In response, Dart in the statement said his program “has been hamstrung by legislation and arbitrarily altered from a non-violent program to a program monitoring violent participants to the point that it no longer serves the public.”
Other stakeholders, though, have hit back on claims that the changes could adversely affect public safety.
“It is highly unusual for a pretrial electronic monitoring program to be run by a sheriff,” said Johnson, who called the transition away from Dart “long overdue,” since it is more common for EM programs nationally to be administered by the judicial branch.
Sharlyn Grace, senior policy adviser at the Cook County public defender’s office, said the change also aligns Cook County with much of the rest of Illinois. The Illinois Office of Statewide Pretrial Services operates electronic monitoring with civilian employees, she said.
“That’s not a problem in the majority of counties in the state where statewide pretrial services is operating,” Grace said. “If someone is accused of committing a new offense, there’s the ability to collaborate with law enforcement.”
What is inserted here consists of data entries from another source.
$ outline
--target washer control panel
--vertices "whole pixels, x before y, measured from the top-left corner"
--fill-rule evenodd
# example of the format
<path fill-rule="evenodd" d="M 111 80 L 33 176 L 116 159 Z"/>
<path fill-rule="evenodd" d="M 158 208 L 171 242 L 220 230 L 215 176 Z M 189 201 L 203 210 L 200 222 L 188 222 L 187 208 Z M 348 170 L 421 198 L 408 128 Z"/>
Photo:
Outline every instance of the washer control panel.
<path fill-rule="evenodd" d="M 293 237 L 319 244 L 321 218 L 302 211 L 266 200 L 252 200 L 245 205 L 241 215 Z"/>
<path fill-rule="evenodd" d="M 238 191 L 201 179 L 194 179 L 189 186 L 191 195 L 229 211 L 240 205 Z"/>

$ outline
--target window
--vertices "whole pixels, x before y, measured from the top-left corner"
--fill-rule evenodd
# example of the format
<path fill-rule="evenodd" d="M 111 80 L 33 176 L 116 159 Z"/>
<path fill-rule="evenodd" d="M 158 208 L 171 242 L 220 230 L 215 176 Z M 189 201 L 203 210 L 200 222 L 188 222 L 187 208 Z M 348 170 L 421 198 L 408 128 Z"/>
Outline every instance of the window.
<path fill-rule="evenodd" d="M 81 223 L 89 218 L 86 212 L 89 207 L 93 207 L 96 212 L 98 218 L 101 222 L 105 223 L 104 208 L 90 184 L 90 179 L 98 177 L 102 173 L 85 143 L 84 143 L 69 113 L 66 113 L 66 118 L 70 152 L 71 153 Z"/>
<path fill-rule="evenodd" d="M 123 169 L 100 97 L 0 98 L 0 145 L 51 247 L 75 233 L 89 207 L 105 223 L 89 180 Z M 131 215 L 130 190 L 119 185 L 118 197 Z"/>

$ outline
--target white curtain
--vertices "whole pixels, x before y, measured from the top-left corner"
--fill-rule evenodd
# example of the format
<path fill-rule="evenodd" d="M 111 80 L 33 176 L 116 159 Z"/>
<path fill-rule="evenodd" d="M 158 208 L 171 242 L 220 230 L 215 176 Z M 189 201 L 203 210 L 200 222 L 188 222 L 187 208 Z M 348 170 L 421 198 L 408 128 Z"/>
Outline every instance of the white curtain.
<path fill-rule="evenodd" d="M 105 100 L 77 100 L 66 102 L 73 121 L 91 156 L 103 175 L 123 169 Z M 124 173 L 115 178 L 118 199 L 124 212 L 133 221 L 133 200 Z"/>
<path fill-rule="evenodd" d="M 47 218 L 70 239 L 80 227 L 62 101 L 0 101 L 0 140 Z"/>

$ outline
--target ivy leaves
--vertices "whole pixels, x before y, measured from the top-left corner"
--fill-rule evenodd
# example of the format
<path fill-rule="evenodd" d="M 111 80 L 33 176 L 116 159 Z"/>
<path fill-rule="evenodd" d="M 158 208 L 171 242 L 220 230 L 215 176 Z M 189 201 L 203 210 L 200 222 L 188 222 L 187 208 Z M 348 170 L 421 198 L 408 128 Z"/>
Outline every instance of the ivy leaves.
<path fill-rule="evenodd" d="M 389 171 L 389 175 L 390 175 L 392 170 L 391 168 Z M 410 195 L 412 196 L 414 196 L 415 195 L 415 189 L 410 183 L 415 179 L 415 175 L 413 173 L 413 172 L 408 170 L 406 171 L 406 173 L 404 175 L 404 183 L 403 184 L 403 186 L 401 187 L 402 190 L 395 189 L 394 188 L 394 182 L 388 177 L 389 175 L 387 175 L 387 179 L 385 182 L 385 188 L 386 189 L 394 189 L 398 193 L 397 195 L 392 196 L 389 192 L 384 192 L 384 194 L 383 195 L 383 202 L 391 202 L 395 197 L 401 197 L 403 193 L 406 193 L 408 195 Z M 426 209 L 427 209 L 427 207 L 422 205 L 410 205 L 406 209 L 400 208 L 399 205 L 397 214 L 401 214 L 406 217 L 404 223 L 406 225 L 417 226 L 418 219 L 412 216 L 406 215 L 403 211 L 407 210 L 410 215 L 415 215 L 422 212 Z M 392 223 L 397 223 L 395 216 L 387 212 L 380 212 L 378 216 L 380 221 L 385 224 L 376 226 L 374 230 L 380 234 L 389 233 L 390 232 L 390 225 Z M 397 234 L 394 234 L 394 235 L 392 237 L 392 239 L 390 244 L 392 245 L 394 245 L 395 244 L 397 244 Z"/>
Supporters of the move also point to an opportunity to streamline the programs and make them more efficient, arguing that over the years they have become duplicative.
The Chicago Appleseed Center for Fair Courts recommended the county merge its programs back in 2022 when it published a report after it was contracted by the Cook County Justice Advisory Council to review the electronic monitoring system. The report
called the current setup inefficient and confusing, citing siloed programs and communication challenges between programs.
“I think it’s important to remember that this isn’t a change. This is a slow transition that’s happening,” Johnson said. “The chief judge has had their electronic monitoring program for a long time.”